Level: Senior-Level
Round: Full Journey · Type: Multiple Types · Difficulty: 7/10 · Duration: 420 min · Interviewer: Unfriendly
Topics: Machine Learning Design, RAG, Text Embedding, Contrastive Learning, Python, Social Network, Data Structures, Classification, AI Safety, Behavioral Questions
Location: San Francisco Bay Area
Interview date: 2026-01-03
Question: Transformer debugging question. I prepared by reviewing relevant posts and Karpathy's YouTube course. I also practiced with GPT-generated bugs. The follow-up involved modifying it into a classifier.
Question: RAG ML design. I had limited experience and only completed a short online course. The interviewer, a search expert, asked detailed questions about text embedding models, contrastive learning, loss functions, and training sample selection.

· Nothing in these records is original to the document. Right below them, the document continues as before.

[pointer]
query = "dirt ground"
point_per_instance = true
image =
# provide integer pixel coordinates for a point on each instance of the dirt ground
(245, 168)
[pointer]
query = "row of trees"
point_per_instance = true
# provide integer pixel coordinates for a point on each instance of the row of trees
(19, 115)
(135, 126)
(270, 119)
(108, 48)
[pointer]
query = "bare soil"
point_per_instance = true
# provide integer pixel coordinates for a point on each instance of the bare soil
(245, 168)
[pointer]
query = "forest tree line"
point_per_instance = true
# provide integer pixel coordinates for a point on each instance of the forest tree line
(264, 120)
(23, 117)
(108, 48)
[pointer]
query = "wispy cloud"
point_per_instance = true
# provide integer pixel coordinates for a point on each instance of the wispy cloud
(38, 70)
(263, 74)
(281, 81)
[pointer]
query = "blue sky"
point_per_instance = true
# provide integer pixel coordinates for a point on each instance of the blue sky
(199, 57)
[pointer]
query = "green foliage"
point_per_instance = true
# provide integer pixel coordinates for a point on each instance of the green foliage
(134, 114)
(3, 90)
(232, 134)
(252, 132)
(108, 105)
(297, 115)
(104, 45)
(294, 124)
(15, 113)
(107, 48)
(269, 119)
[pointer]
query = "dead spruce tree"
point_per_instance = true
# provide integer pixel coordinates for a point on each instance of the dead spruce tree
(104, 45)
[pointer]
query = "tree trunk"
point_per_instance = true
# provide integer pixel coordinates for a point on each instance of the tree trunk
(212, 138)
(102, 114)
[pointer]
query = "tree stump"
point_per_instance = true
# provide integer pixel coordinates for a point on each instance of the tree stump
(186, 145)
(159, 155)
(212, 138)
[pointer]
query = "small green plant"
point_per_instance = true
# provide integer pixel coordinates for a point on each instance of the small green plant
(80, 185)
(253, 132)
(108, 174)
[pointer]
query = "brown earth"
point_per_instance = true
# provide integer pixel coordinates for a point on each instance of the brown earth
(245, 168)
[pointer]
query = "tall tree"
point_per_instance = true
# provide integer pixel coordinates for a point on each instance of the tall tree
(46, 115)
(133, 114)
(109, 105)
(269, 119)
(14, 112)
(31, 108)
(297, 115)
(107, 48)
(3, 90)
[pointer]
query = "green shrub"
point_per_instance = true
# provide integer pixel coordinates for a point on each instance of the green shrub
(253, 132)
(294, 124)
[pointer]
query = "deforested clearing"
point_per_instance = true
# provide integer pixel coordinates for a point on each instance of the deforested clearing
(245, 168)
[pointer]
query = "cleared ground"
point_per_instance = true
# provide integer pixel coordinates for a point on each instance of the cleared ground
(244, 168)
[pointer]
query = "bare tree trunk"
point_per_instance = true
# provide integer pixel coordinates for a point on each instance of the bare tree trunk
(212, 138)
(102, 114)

Question: General coding challenge involving Python dependency versions. It consisted of 4 parts with a large amount of coding. I managed to complete it, but didn't finish running all test cases. The interviewer said it was okay.

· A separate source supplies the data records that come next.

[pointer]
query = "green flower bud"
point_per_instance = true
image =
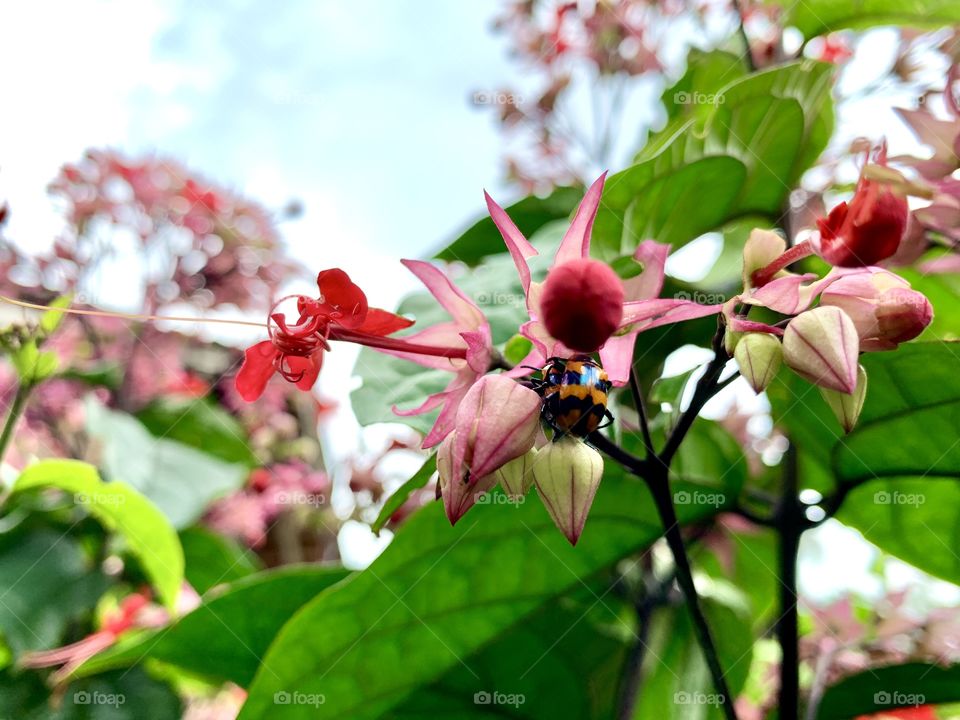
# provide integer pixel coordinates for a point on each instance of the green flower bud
(567, 473)
(516, 476)
(846, 407)
(759, 356)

Question: General coding on a social network problem involving follower/followee relationships and user recommendations based on connection paths.
Question: ML coding task: building a classifier with human-annotated noise and identifying low-quality labelers to improve the classifier.

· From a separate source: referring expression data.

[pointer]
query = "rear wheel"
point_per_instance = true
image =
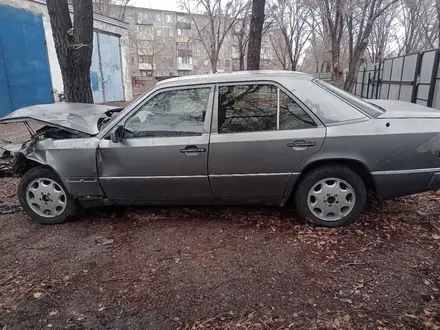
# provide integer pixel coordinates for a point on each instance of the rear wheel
(331, 196)
(44, 197)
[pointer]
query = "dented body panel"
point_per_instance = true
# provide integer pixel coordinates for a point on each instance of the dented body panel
(397, 147)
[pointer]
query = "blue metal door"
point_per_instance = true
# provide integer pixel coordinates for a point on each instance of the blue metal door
(106, 70)
(24, 67)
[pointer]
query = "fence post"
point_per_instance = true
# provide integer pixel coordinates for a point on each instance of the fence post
(379, 79)
(416, 78)
(368, 84)
(433, 79)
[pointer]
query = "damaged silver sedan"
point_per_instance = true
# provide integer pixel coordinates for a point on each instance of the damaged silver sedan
(251, 137)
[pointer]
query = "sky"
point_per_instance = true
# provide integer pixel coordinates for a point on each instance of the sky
(157, 4)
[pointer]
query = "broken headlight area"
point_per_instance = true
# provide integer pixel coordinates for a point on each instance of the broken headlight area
(13, 155)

Question: Standard behavioral questions about my motivation for joining OpenAI, reasons for leaving my current job, past job changes, views on AGI, the meaning of AI safety, and how I would handle a situation where my manager wanted to release unsafe AI.
Question: This round involved discussing projects with the interviewer.
The first technical round involved a transformer debugging question. I had prepared by reviewing related posts and Karpathy's YouTube course, and practiced with GPT-generated bugs. I caught the four bugs quickly. The follow-up question was to change it into a classifier by modifying the last layer. A test program was provided for verification.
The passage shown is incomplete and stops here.